Controller Stages Informational Picket

May 26, 2006
Airport police issued a permit keeping the informational picket several hundred feet from the terminal's entrance.

Jeff Gaffney, local president of the National Air Traffic Controllers Association, cut a lonely figure at Richmond's airport yesterday.

Standing in an assigned space away from the front entrance, Gaffney handed out bookmarks to airport employees heading to work.

"I do hope they get a raise and we can keep the old guys," said one airline worker who declined to give her name.

The union says its labor-contract impasse with the Federal Aviation Administration will spur one in four controllers - nearly 4,000 members - to retire by the end of next year. A staffing shortage could disrupt airport operations, the union says.

Despite reaching some workers, the union leader was missing his target audience of arriving passengers. They drove by without stopping, and he didn't have any placards to get their attention.

"Gosh darn, if we could get to the actual users of the airspace system and get them educated, I'd think the airport would support that," said the soft-spoken Gaffney.

Airport police issued a permit keeping the informational picket several hundred feet from the terminal's entrance. That was consistent with previous requests from unions, airport officials said.
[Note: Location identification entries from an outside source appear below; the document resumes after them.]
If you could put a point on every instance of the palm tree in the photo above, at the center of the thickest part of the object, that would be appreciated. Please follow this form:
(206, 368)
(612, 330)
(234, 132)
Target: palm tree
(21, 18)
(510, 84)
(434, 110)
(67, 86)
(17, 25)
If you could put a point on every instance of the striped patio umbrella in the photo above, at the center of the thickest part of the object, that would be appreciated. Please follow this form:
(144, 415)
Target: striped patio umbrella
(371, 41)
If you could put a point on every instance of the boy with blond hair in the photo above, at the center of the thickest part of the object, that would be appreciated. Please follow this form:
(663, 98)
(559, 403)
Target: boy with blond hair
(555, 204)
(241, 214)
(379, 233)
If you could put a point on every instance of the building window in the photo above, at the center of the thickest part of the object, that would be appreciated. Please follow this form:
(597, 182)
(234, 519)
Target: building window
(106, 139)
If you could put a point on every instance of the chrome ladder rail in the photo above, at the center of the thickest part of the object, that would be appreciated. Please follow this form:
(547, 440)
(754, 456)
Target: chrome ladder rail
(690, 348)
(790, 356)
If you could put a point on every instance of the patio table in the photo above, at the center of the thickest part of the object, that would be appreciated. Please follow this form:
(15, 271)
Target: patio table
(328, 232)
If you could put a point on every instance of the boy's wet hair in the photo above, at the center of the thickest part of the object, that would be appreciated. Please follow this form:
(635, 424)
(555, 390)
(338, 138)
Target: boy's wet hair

Gaffney's leaflet highlighted the dispute between the nation's 15,000 air-traffic controllers and the FAA, which oversees the nation's airspace and airports.

Congress has until June 5 to take up a bill that would force both sides to return to the table. The FAA made its final offer in April. The union gained the support of Rep. Robert C. Scott, D-3rd, who has backed the bill.

Gaffney has not swayed the two other area congressmen whose constituents use Richmond International Airport - Reps. Eric I. Cantor, R-7th, and J. Randy Forbes, R-4th.

"Congressman Cantor still hopes that both sides can find a solution that benefits the controllers, the controllers' families and the flying public who the controllers work hard to keep safe," Geoff Embler, Cantor's press secretary, said in a statement.

Forbes praised the work of the air-traffic specialists but said he opposes the bill for economic reasons.

Forbes said base pay for controllers was $113,615 last year, with total compensation of $166,000. Union officials say the average pay is $105,000 and argue that their total pay package - including health care - is standard for federal workers.

"While I am concerned about the retiring controller population and want to ensure that we can meet the needs of the next generation of air-system controllers, it has been estimated that the demands by the NATCA would cost taxpayers an additional $600 million," Forbes said.